La Fiscalía Especial de Derechos Humanos acusó al policía preventivo por cometer un delito en perjuicio de un extranjero y dos delitos en perjuicio de la Administración Pública.
El efectivo Olvin Javier Cruz Hernández fue acusado por la detención ilegal de un ofendido de nacionalidad holandesa y por violación de los deberes de los funcionarios y abuso de autoridad en perjuicio de la Administración Pública.
Según consta en el expediente, los hechos se registraron el 22 de septiembre de 2011, cuando la víctima se conducía en una motocicleta por la calle principal de Utila, Islas de la Bahía, al norte de Honduras.
El afectado fue detenido por agentes policiales que lo llevaron a la posta policial de esa ciudad por haber desobedecido a una señal de parada que le habían efectuado una semana antes.
El MP sostuvo que a la celda donde se encontraba recluido el extranjero, llegó su padre, también de origen holandés, quien consultó a los uniformados la razón de la detención de su hijo.
En lugar de ofrecer una respuesta, Cruz Hernández sacó el arma que tenía asignada y disparó en seis ocasiones con el afán de intimidarlo.
Una vez en libertad, padre e hijo interpusieron la denuncia ante el Ministerio Público, que a su vez efectuó las investigaciones.

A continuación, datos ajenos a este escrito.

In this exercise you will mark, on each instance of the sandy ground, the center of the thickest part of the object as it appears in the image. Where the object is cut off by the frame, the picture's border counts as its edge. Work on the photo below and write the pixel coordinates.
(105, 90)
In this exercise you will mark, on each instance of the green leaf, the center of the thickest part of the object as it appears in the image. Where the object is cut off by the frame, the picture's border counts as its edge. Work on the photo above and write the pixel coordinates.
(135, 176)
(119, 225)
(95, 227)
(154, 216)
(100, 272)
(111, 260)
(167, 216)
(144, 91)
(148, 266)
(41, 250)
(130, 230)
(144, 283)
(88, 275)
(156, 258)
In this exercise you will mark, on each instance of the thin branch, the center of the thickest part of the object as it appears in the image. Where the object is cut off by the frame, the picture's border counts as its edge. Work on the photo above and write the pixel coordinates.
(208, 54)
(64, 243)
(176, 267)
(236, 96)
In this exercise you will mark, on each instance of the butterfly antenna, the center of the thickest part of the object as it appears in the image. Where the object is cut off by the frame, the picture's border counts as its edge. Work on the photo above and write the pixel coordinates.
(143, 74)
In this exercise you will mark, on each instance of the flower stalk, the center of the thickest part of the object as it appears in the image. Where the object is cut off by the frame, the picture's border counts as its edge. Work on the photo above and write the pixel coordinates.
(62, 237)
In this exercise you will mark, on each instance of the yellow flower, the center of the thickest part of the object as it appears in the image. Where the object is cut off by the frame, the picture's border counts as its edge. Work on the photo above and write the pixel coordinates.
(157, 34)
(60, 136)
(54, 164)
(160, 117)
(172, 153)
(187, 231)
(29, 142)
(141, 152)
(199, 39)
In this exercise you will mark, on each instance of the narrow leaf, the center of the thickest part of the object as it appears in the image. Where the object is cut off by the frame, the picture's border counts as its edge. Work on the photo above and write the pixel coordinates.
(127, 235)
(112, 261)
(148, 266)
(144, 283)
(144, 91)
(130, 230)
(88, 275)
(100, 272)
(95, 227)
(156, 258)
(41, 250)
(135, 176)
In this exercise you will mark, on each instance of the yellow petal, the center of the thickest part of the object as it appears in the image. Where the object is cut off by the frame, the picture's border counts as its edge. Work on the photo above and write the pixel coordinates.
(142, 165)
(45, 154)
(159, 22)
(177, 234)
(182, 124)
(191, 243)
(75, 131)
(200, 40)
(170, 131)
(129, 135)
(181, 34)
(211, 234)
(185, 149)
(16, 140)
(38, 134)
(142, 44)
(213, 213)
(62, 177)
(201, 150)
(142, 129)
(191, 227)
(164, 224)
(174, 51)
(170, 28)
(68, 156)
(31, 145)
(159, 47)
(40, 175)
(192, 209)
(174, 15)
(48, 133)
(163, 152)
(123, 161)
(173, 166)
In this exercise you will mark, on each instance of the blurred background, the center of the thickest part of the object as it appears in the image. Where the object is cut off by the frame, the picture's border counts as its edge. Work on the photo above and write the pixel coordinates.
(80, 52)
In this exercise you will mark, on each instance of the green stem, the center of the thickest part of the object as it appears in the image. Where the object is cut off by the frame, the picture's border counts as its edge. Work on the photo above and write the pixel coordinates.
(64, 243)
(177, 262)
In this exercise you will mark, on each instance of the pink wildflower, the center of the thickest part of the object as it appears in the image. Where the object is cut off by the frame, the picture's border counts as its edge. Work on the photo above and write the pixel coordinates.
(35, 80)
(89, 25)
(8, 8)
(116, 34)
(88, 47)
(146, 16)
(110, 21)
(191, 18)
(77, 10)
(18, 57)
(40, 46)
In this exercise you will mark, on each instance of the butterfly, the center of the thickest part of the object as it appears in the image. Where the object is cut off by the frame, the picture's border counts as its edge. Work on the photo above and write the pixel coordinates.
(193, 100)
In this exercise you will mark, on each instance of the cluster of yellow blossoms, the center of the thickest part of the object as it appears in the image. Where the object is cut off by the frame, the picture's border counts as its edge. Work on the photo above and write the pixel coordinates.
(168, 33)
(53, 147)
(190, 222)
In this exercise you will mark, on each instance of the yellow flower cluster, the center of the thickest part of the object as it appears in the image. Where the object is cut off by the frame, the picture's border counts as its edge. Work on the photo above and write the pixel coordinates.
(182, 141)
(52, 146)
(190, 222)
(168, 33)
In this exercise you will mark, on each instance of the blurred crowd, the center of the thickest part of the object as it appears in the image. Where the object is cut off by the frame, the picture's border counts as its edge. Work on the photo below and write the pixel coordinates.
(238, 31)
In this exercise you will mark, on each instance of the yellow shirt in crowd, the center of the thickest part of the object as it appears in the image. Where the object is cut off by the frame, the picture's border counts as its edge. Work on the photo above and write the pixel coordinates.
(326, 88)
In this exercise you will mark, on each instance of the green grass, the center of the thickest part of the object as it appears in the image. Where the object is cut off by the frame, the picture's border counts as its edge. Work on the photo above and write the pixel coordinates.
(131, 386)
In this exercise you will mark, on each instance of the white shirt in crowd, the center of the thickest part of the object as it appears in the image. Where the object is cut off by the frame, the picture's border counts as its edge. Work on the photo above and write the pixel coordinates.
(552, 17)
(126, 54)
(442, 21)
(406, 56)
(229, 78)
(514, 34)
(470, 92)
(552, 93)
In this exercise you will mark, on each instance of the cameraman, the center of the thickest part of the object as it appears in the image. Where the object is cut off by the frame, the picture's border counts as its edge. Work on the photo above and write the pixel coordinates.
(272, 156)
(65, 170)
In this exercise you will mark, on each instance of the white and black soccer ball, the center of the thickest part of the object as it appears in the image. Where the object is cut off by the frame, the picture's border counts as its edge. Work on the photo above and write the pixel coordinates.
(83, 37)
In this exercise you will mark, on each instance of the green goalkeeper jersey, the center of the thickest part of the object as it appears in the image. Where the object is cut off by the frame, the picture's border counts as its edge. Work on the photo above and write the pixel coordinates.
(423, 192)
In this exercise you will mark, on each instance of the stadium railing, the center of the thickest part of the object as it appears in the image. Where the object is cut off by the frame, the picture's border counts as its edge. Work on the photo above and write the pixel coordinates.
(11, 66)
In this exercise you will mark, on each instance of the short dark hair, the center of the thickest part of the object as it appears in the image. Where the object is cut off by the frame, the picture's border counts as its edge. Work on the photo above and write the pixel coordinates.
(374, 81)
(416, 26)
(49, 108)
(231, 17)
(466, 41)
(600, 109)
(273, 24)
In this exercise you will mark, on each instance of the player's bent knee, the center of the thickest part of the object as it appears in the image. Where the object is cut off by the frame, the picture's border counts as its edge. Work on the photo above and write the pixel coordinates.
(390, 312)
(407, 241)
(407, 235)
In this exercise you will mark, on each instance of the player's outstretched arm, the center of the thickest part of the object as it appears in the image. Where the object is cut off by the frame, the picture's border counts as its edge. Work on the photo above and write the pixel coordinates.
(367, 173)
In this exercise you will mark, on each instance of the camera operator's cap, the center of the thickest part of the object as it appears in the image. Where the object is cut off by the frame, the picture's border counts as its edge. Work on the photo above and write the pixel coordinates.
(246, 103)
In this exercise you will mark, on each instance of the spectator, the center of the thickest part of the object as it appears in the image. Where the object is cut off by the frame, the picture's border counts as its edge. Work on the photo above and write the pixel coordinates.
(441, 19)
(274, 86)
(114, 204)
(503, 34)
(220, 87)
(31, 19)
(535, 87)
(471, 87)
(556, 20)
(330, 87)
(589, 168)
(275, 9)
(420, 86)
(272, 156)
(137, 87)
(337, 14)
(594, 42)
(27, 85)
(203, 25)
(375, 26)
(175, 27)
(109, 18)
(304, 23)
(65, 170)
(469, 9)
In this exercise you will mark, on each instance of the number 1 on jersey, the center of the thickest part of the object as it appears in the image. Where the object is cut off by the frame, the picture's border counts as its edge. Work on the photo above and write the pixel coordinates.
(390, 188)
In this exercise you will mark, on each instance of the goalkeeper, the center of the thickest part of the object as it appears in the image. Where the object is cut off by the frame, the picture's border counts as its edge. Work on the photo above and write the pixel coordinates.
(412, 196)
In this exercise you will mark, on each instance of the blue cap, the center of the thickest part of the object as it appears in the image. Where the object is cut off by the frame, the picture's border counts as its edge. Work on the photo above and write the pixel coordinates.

La audiencia de Individualización de la Pena se realizará en las próximas semanas. En la misma, el tribunal determinará la sentencia contra el policía hondureño, la cual podrá fijarse entre 3 y 5 años de prisión por detención ilegal, y entre 3 y 6 años por abuso de autoridad y violación a los deberes de los funcionarios.
La Fiscalía Especial de Derechos Humanos no descartó nuevos requerimientos contra los policías que acompañaban a Cruz Hernández cuando le dieron detención al joven holandés.